On 19 September, Colombia experienced two massacres that left at least 10 dead in the departments of Cauca and Nariño. 246 people have been killed in 61 massacres since beginning of 2020; the highest number since 2014. Antioquía, Cauca and Nariño (on the Pacific corridor) are some of the areas with the highest presence of armed groups fighting over the control of the territory. This is contributing to increased insecurity and high levels of violence across the country, resulting in deaths, forced displacement, confinement, and protection concerns related to presence of anti-personnel mines. Humanitarian needs of the affected population currently exceed the institutional response capacities. Violence has also hampered humanitarian access to affected areas, leading to delays on the registration of the victims and provision of protection assistance.
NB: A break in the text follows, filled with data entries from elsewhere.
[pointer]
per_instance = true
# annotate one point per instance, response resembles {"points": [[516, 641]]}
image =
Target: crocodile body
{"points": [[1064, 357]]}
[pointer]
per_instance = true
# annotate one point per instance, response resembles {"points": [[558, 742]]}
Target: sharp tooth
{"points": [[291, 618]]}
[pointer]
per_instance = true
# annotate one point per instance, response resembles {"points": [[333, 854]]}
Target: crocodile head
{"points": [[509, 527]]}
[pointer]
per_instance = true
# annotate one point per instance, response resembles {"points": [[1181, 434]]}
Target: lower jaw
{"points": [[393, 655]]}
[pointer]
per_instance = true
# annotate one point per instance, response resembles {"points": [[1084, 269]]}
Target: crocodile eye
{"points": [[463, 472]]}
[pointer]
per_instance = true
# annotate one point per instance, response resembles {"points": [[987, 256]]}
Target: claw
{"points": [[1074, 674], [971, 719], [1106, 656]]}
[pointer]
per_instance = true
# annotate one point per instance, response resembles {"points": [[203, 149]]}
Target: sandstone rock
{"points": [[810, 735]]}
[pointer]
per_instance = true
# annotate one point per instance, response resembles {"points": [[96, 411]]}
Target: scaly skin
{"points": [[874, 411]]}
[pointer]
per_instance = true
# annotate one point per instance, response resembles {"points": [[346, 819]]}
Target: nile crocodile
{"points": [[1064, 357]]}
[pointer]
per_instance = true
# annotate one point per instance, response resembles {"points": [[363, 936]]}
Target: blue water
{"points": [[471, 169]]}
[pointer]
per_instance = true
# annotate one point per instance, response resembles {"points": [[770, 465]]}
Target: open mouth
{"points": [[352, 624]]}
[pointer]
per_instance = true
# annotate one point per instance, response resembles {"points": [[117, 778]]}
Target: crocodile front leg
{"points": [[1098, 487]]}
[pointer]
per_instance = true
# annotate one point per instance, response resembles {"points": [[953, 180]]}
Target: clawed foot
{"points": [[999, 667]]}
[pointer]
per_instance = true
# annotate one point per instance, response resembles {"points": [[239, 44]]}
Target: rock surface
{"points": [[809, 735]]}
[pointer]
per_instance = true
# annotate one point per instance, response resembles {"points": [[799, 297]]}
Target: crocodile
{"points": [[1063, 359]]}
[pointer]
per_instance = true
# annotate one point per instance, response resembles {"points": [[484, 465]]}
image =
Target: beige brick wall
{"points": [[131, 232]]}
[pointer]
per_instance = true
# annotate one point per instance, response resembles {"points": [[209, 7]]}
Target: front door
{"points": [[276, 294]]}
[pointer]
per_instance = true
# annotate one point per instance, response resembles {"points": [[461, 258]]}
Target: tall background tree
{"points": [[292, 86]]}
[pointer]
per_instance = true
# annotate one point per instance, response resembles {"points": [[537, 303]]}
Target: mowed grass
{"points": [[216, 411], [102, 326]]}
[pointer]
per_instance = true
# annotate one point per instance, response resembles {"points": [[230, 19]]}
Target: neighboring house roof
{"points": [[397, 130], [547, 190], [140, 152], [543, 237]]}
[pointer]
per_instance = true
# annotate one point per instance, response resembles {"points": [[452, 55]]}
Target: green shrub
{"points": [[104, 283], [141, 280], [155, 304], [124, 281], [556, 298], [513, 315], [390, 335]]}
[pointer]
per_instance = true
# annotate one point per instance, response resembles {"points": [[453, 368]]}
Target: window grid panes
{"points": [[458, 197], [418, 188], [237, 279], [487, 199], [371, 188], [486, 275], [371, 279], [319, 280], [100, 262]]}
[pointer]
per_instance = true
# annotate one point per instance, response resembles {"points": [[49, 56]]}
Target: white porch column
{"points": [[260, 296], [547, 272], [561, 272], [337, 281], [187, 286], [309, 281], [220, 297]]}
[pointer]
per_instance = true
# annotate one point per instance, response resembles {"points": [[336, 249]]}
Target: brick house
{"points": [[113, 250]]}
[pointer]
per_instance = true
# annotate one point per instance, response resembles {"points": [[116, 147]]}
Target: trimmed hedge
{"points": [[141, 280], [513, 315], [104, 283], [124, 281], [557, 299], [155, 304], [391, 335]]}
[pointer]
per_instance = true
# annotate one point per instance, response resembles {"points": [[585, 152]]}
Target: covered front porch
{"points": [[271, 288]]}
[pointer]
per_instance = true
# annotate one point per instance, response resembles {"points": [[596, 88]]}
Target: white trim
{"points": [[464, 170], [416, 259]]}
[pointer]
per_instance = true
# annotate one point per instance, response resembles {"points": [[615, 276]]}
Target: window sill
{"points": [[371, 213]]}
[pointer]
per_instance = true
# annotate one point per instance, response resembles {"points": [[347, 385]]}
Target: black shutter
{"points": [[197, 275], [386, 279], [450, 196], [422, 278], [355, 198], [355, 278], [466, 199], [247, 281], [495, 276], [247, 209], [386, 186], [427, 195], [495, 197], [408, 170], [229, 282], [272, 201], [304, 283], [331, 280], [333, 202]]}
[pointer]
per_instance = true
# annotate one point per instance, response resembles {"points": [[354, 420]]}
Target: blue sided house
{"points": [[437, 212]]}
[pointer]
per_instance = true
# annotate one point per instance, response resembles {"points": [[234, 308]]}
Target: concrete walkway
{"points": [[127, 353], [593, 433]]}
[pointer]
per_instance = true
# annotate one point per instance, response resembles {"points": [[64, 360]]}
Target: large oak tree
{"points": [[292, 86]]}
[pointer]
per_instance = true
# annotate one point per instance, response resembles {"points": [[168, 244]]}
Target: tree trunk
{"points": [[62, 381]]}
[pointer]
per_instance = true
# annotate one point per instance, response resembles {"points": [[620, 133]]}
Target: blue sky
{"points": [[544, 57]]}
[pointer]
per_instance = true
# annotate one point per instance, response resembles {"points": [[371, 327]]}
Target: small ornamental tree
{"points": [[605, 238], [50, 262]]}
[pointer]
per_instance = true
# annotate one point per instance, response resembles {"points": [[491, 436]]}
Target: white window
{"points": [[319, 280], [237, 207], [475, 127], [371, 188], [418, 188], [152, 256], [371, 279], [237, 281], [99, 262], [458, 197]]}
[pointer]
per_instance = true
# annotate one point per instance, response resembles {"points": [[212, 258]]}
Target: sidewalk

Approximately 310,000 people have been displaced in Northern Mozambique due to the ongoing conflict in Cabo Delgado since 2017, of which 60,000 are estimated to have been displaced in the past month. Continued violence is resulting in the deterioration of food security in Cabo Delgado and its periphery, where more than 280,000 people assessed are currently facing Crisis levels of food insecurity or above (IPC Phase 3+). Outbreaks of cholera and acute watery diarrhoea are exacerbating the crisis. At least 1,000 refugees have crossed the northern border into Tanzania, where the government fears a spillover of the violence. Insurgents took control of Mocimboa da Praia, the Mozambican government’s major port of resupply for military equipment, between 5-11 August 2020.
Over 200 people have been abducted by Boko Haram or ISWAP at illegal checkpoints on Borno state highways in the past three months. On 20 September, state officials from the Ministry of Health who were travelling to an IDP camp, were siezed by ISWAP insurgents. On 10 September, five employees of the Borno state Ministry of Reconstruction, Rehabilitation and Resettlement, a staff member of Action Against Hunger, a local government worker, and a civilian were abducted in similar circumstances. 90% of the people kidnapped by Boko Haram in 2020 were seized on highways that serve as main supply routes. Robberies, burning of vehicles, abductions, and summary executions are often targeted against local traders, security forces, and humanitarian workers. These attacks are also increasing protection concerns for the civilian population, and worsening humanitarian access in Borno state.